Osman Ulagay

Osman Ulagay

oulagay@milliyet.com.tr

Tüm Yazıları
Haberin Devamı


Yaşantımızda ender yakalayabildiğimiz kimi anlar vardır. Bu tılsımlı anlarda ruhumuzun derinliklerindeki labirentlerin kapıları birer birer açılır, kendimize bile ifade edemediğimiz duyguları keşfeder, ansızın canlanan anılarla sarsılırız. Küllenmiş hasretlerle, pişmanlıklarla, hüzünlerle sanki yeniden buluşur, geri gelmeyecek olan zamanı bir an için yeniden yakalamış gibi oluruz. Bu anın da biteceğini bilmek tarifsiz bir burukluk yaratır içimizde.
Gördüğümde vurulduğum Sonsuzluk ve Bir Gün filminin İstanbul'da vizyona girdiğini duyunca bunları yazmaktan alakoyamadım kendimi.
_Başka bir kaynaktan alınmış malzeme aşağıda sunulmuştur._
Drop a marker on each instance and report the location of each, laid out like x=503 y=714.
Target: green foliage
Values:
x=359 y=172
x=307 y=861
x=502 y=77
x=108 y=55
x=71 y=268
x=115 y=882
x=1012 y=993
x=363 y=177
Aslında bu köşede kendimden, hele duygularımdan söz etmeyi pek sevmiyorum, sanata dönük ilgimi değer yargılarına vardırmaktan da çoğu kez kaçınıyorum ama beni bu kadar etkileyen bir filmle ilgili izlenimlerimi okurlarımla paylaşmaya hakkım var gibi geldi.
Yunan yönetmen Theo Angelopoulos'un geçen yıl Cannes'da Altın Palmiye'yi alan filmi Sonsuzluk ve Bir Gün, ölüme teslim olmak üzere hastaneye yatmaya hazırlanan bir yazarın son gününü, çevresiyle ve yaşamla vedalaşma gününü anlatıyor. Tek bir gün içinde bütün bir ömrün hesaplaşmasını yapıyor yazar ve yaşamı boyunca en yakınındakilere bile ne kadar uzak, ne kadar mesafeli kalmış olduğunu farkediyor. Neden böyle olmuş? Kendini ve yaptığı işi fazla önemsediği için mi "sevmeyi becerememiş"? Duygu dünyasının etrafına bir türlü aşamadığı bir duvar mı örmüş? Yoksa bu son gününde mi yıkacak bu duvarı ve yaşamı yarına bağlayan şeyleri keşfedecek?
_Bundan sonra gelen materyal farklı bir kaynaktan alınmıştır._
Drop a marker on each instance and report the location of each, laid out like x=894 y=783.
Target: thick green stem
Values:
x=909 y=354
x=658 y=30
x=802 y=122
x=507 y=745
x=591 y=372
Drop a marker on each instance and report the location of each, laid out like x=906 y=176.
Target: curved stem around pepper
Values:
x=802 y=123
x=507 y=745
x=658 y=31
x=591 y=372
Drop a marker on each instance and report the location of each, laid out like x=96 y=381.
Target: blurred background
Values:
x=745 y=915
The Films of Theo Angelopoulos (Angelopoulos'un Filmleri) adlı kitabın yazarı Andrew Norton'un dediği gibi, Angelopoulos'un filmleri hem kendi içimizdeki dünyayı hem de çevremizdeki yaşamı sorgulamaya itiyor bizi. Eleştirmen Wolfram Schutte ise Angelopoulos'un şiirselliği zamanı kullanış tarzıyla yakaladığını ileri sürerek şöyle diyor: "İzleyici bu sayede perdeye yansıyan görüntülerden kendi görüntülerini yaratma fırsatını bulur, hatta buna zorlanır."
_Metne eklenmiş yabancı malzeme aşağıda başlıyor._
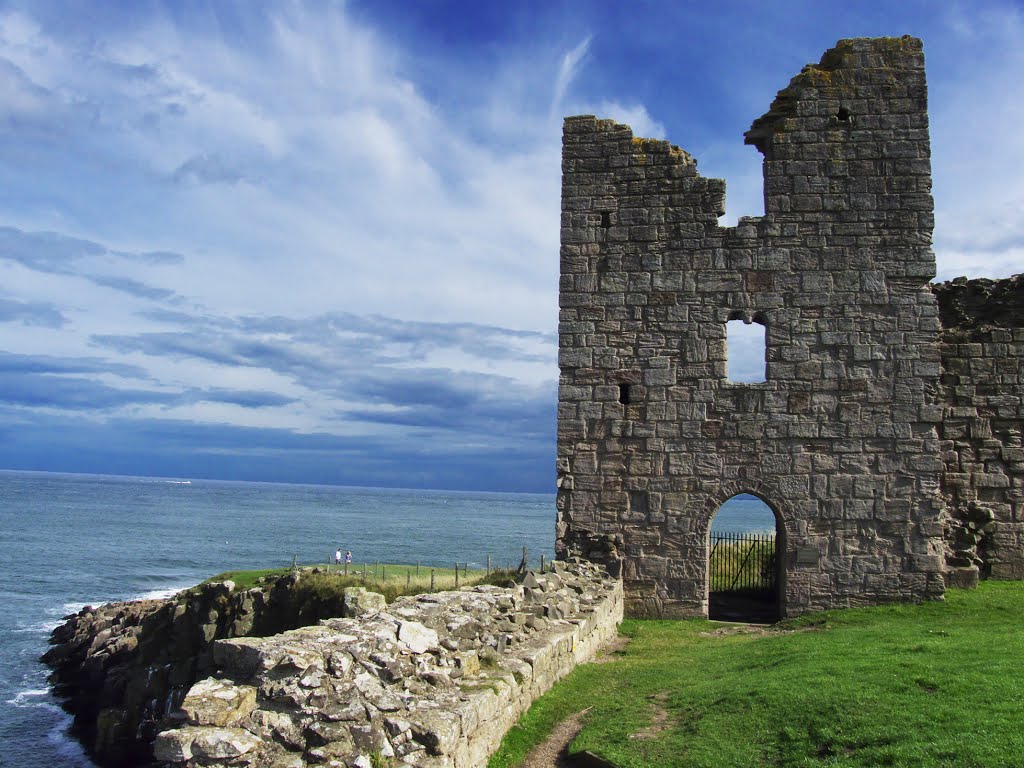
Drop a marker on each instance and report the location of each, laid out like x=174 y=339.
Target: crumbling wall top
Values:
x=974 y=303
x=852 y=64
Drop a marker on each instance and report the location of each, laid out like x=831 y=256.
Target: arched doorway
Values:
x=743 y=572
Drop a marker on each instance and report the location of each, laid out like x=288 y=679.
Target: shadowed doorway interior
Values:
x=742 y=565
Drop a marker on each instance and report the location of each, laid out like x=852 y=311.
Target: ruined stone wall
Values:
x=982 y=389
x=841 y=439
x=432 y=681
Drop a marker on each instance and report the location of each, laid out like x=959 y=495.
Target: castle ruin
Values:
x=887 y=434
Evet gerçekten de böyle oldu; yönetmenin önceki filmlerine göre zamanın daha hızlı aktığı bu filmi izlerken de kendi filmini yaratmaya zorlandım ve belki de onu yazdım burada. Aslında Sonsuzluk ve Bir Gün öyle bir ya da birkaç yazıya sığacak bir film değil. Angelopoulos'un vazgeçilmez görüntü yönetmeni Arvanitis'in, filmdeki o derin hüzün havasını günlük yaşamla içiçe yansıtan Selanik görüntüleri ve Eleni Karaindrou'nun kendi başına bir hüzün senfonisi söyleyen müziği de müthiş zenginleştiriyor bu çarpıcı filmi.